Ela deu pulos e retirou o calçado, a fim de sentir a areia da praia.
Eles desceram e fiquei ali, com Guilherme, próximo do pinheiro.
- Acha que um dia ela encontrará o pai? – Ele pegou minha mão.
- Eu... Não sei. – Confessei.
Subi e verifiquei onde havia ficado minhas malas. Orientei que as coisas de Medy ficassem comigo, pois dormiríamos juntas na cama de casal. Mandei colocarem Guilherme ao lado do nosso quarto e Yuna do outro lado. Sabia que o quarto de meus pais ficava ao final do corredor.
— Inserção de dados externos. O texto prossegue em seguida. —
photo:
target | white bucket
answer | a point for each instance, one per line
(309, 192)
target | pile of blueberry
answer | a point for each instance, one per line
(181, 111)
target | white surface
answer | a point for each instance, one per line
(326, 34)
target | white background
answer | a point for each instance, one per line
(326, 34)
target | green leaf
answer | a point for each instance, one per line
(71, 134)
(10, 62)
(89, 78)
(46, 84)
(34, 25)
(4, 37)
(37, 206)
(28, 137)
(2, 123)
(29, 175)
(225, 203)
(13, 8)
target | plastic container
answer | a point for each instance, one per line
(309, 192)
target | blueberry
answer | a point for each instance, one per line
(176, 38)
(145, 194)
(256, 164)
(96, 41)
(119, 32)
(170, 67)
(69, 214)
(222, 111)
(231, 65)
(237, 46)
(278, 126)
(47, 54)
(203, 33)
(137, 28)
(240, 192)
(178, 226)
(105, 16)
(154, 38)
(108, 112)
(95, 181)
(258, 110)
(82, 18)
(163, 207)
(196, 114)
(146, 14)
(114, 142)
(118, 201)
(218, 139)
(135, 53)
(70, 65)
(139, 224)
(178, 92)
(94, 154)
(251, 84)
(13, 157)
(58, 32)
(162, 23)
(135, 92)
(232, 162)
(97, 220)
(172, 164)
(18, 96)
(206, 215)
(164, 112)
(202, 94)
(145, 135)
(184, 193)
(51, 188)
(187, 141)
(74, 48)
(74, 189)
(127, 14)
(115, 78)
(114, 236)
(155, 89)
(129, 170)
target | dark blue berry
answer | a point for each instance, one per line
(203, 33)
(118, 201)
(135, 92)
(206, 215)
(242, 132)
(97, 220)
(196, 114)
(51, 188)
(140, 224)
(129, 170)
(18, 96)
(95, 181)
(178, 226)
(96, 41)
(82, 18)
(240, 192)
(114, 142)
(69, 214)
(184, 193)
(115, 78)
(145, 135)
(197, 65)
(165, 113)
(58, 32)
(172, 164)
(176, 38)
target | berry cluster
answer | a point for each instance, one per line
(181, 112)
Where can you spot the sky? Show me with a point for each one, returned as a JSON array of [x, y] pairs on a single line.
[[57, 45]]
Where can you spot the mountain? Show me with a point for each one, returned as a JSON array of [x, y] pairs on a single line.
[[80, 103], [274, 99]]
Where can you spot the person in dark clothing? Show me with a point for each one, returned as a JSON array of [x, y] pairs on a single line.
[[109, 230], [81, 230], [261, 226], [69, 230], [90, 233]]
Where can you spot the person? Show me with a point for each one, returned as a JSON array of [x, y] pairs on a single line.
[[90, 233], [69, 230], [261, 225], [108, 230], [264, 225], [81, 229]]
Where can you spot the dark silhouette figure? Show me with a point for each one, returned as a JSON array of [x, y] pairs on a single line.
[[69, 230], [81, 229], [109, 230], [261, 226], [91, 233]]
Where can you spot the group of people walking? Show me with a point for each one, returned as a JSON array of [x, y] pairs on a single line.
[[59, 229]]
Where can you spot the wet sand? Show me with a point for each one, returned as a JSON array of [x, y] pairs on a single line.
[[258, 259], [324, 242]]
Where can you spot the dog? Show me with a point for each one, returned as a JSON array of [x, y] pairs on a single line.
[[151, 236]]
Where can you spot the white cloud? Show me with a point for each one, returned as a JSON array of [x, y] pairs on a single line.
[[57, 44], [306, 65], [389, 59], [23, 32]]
Abri uma das portas de frente para meu quarto e vi que haviam roupas sobre a cama. Aproximei-me e achei ser de Mariane. Ou seja, ela já estava na casa. Quem seria o namorado de minha irmã? Talvez eu devesse dormir com ele, para ela sentir na pele o que era ser traída por quem você mais confia.
Do nada, uma das janelas voltou com o vento, quebrando o vidro. Percebi que o tempo tinha realmente virado e estava escurecendo rápido demais, com nuvens escuras cobrindo o céu.
- Precisamos pegar Melody. – Gritei para Guilherme.
Descemos correndo as escadas e fomos para a rua. O vento estava forte e a areia cobria parte da paisagem, dificultando a visão.
Meus pés afundaram quando desci o degrau que dava para a praia, caminhando com dificuldade. Um carro aproximou-se, ao mesmo tempo que vi J.R, Calissa, Yuna e Melody voltando.
J.R segurava Melody no colo e ambos colocavam as mãos na frente do rosto, tentando não cegar os olhos com a areia.
Ao pé da escadaria, chegaram os que estavam no mar ao mesmo tempo que a porta do carro abriu-se e Mariane desceu, acompanhada de...
- “El cantante”? – Fiquei imóvel, achando que pudesse ser um devaneio da minha mente.
- Sabrina? – Charles me olhou, a expressão de surpresa misturada com pavor.
- Pai? – Guilherme deu um passo para trás.
- Pai? – Olhei para Guilherme, confusa.
- Pai? – Melody me olhou, confusa, os olhos marejados, não sei se pela areia ou por ter reconhecido o pai, naquele exato momento.